School Superintendent Barbara Eretzian said there were no grounds to fire or discipline Vanasse. Like any resident, a teacher has the right to speak at public meetings.
Eretzian and School Committee members David Das and Kathy Constantine said they did not condone what Vanasse did. In the future, anyone not being respectful during public meetings would be stopped, they agreed.
Eretzian said she had dealt with Vanasse’s behavior, but the superintendent declined to elaborate.
At a March 15 School Committee meeting, Vanasse lambasted taxpayers for asking questions.

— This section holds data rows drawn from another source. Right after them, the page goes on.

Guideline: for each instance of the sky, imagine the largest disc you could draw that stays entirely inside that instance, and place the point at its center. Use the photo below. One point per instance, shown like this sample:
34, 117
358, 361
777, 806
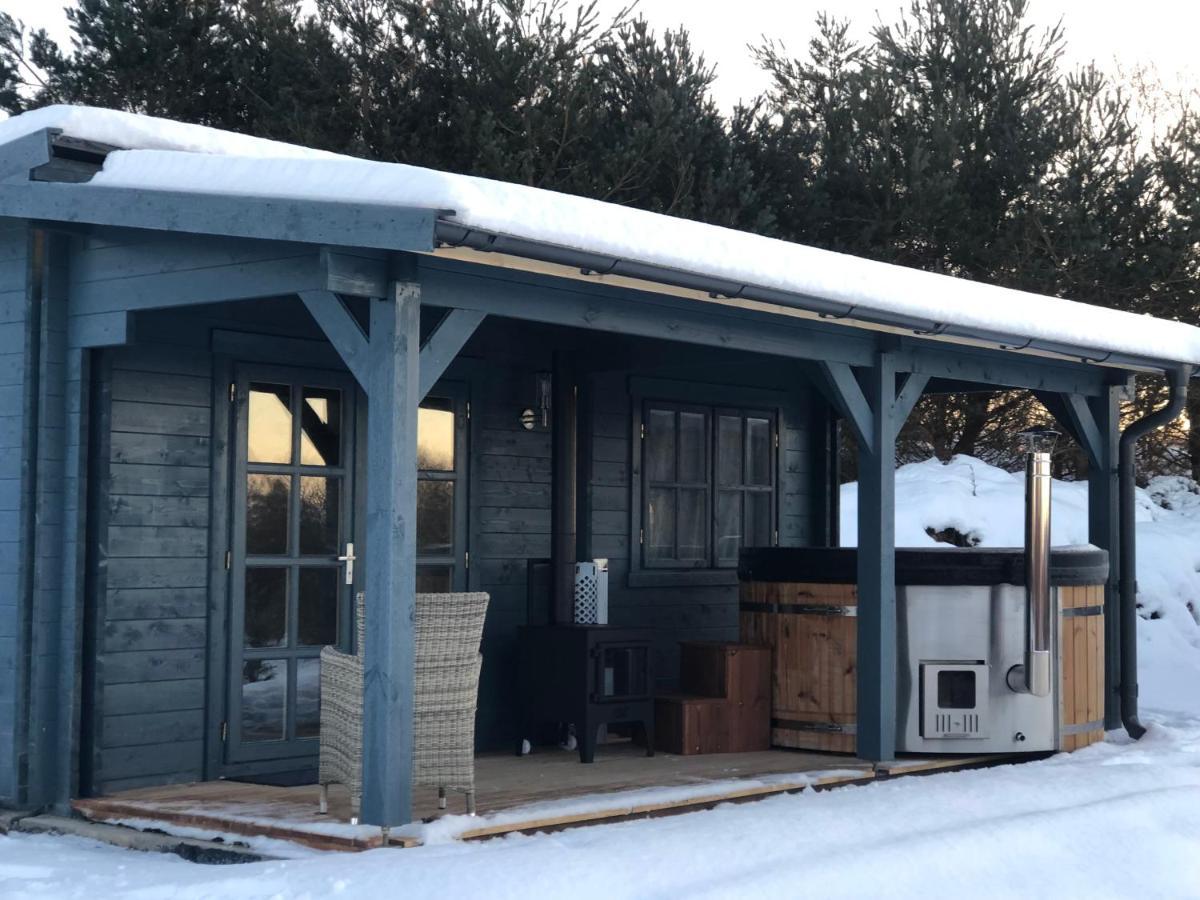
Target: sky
1113, 33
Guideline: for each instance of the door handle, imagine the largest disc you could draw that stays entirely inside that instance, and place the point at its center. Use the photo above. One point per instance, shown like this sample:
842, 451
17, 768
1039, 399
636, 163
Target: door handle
348, 558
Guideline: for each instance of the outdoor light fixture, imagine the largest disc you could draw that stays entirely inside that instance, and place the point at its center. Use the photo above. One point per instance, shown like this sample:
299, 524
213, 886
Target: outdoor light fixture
538, 415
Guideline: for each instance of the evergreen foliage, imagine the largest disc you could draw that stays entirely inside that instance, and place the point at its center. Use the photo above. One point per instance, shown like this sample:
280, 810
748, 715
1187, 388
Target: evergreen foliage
952, 139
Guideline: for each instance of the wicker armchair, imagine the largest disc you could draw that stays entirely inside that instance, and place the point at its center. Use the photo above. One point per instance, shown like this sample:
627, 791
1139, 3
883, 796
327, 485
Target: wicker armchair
449, 628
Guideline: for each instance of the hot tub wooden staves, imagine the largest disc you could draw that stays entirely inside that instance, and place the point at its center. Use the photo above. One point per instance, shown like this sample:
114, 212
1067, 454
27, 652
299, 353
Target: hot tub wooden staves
811, 629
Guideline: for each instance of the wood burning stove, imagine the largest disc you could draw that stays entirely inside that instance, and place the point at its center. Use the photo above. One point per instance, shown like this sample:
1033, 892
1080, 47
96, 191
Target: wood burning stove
587, 676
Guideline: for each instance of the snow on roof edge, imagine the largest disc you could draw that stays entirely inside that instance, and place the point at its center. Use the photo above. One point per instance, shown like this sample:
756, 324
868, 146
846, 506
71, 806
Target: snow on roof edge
168, 155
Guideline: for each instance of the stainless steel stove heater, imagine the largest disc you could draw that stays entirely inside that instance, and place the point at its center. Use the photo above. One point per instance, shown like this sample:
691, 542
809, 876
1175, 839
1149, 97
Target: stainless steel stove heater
981, 672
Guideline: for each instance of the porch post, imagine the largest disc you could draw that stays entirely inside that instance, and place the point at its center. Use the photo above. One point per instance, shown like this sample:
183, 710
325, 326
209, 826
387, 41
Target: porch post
1104, 531
876, 567
394, 377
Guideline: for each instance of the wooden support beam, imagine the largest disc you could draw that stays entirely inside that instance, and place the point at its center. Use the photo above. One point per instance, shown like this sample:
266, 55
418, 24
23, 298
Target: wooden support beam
911, 390
342, 330
443, 345
21, 156
167, 288
846, 394
876, 567
355, 273
394, 367
600, 307
322, 222
1104, 531
1002, 369
1085, 426
102, 329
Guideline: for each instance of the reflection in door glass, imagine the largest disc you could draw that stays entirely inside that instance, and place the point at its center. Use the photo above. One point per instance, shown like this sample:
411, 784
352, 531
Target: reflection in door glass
317, 623
267, 514
435, 436
309, 697
321, 427
319, 514
433, 579
264, 696
267, 600
269, 432
435, 519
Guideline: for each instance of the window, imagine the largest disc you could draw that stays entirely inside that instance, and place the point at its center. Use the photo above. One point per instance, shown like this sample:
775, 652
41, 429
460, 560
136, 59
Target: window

Turning her back on the committee and looking at the audience, Vanasse said: “How does a man with no educational background have the arrogance and the audacity to stand before the superintendent and the School Committee and ask the questions they’re asking?”
Vanasse’s behavior “was completely out of order. I want to know why the chair didn’t rule her out of order,” said Edward Desgrosseilliers at Tuesday’s meeting with Eretzian.

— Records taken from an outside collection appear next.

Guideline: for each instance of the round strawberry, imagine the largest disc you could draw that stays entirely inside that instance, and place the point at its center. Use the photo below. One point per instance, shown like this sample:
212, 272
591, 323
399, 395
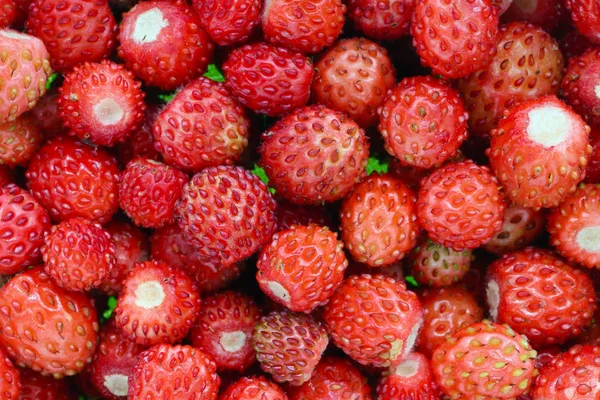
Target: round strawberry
224, 330
166, 371
101, 102
314, 155
162, 43
24, 70
71, 179
540, 296
158, 304
356, 322
353, 77
23, 224
203, 126
268, 79
539, 152
423, 122
379, 221
289, 346
46, 328
302, 267
460, 205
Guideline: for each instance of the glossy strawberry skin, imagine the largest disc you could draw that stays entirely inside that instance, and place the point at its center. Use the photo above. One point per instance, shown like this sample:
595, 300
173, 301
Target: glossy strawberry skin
46, 328
23, 224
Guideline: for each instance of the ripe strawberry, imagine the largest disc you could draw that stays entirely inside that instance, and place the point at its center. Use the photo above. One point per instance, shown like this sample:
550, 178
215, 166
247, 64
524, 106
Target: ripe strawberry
203, 126
71, 179
302, 267
166, 371
353, 77
289, 346
528, 64
333, 378
101, 102
307, 26
460, 205
355, 320
23, 224
25, 68
379, 221
163, 44
224, 330
314, 155
227, 213
46, 328
268, 79
446, 310
158, 304
540, 296
539, 152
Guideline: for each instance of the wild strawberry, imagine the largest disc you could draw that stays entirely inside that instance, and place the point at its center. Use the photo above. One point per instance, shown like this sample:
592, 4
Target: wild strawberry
24, 70
289, 346
224, 330
158, 304
166, 371
23, 224
268, 79
539, 152
314, 155
446, 310
71, 179
101, 102
163, 44
203, 126
227, 213
307, 26
379, 221
540, 296
460, 205
353, 77
528, 64
302, 267
354, 318
46, 328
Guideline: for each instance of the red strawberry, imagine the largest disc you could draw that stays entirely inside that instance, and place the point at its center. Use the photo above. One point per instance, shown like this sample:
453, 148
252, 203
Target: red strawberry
539, 152
314, 155
460, 205
307, 26
289, 346
353, 77
423, 122
224, 330
72, 179
572, 375
78, 254
486, 360
46, 328
455, 39
171, 372
540, 296
379, 221
23, 224
227, 213
302, 267
356, 322
101, 102
163, 44
158, 304
24, 70
268, 79
203, 126
528, 64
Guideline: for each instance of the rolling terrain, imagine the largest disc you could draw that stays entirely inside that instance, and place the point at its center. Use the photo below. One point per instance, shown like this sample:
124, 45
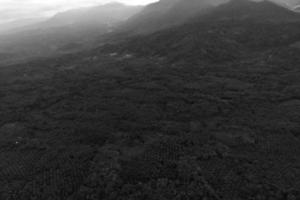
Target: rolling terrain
209, 109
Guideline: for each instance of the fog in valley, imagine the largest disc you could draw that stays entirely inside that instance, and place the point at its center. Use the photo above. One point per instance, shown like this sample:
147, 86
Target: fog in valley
150, 100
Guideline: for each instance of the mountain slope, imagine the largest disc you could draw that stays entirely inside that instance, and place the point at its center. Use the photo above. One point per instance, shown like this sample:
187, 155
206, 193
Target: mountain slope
252, 10
227, 32
66, 32
167, 13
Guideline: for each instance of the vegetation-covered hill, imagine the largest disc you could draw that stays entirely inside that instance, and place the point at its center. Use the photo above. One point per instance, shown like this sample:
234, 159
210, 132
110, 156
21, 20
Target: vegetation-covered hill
201, 111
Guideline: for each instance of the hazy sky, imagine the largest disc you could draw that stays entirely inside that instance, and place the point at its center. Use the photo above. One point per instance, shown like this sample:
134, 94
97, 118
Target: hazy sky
11, 10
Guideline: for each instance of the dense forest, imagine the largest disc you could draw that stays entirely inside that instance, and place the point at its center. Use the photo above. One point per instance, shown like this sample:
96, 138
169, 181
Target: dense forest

Herrick complained that Vanasse degraded him and taxpayers, implying they were uneducated. “I graduated from Edward Little High School! Everybody who graduated from Edward little is uneducated? … I may be a dumb, uneducated businessman, but I can support myself.”
Eretzian said “we do not condone what she did.”
Others were Herrick, Greg Desgrosseilliers, Reginald Emery Sr., Bob O’Connor and Leo Camire. Several are members of the United Citizens of Auburn, a taxpayers’ watchdog group.
They said they intend to continue asking questions because property taxes are too high, and too much is spent in the Auburn School Department.
During the meeting, which lasted more than an hour, voices were raised, and taxpayers pointed fingers at school officials. They often asked questions, then interrupted as officials tried to answer.
Constantine pointed out that in past meetings, Desgrosseilliers’ and Herrick’s behavior at times have “walked the line,” or bordered on being disrespectful. They asked for an example.
Constantine recalled how she asked Herrick if he was talking about the business manager? Herrick responded by saying, “Well if you want to call him that.” That is not respectful, Constantine said.
Herrick said school officials have also been disrespectful. He motioned to Eretzian and said Tuesday, “She called me obnoxious.”
“I didn’t call you obnoxious,” Eretzian said. “I said your behavior was obnoxious.”
“Don’t give me your adolescence (lecture),” Herrick said.
Part of the problem, O’Connor said, is that school officials view taxpayers as teenagers “and forget that we pay the bills in this town.”
The group can bring in hundreds of unhappy taxpayers, O’Connor said. “It would behoove you to pacify us and make peace with us” given the looming budget, he said.
The group said its questions aren’t aimed at individuals. Questions are being asked at random about spending “that looks funny,” Desgrosseilliers said.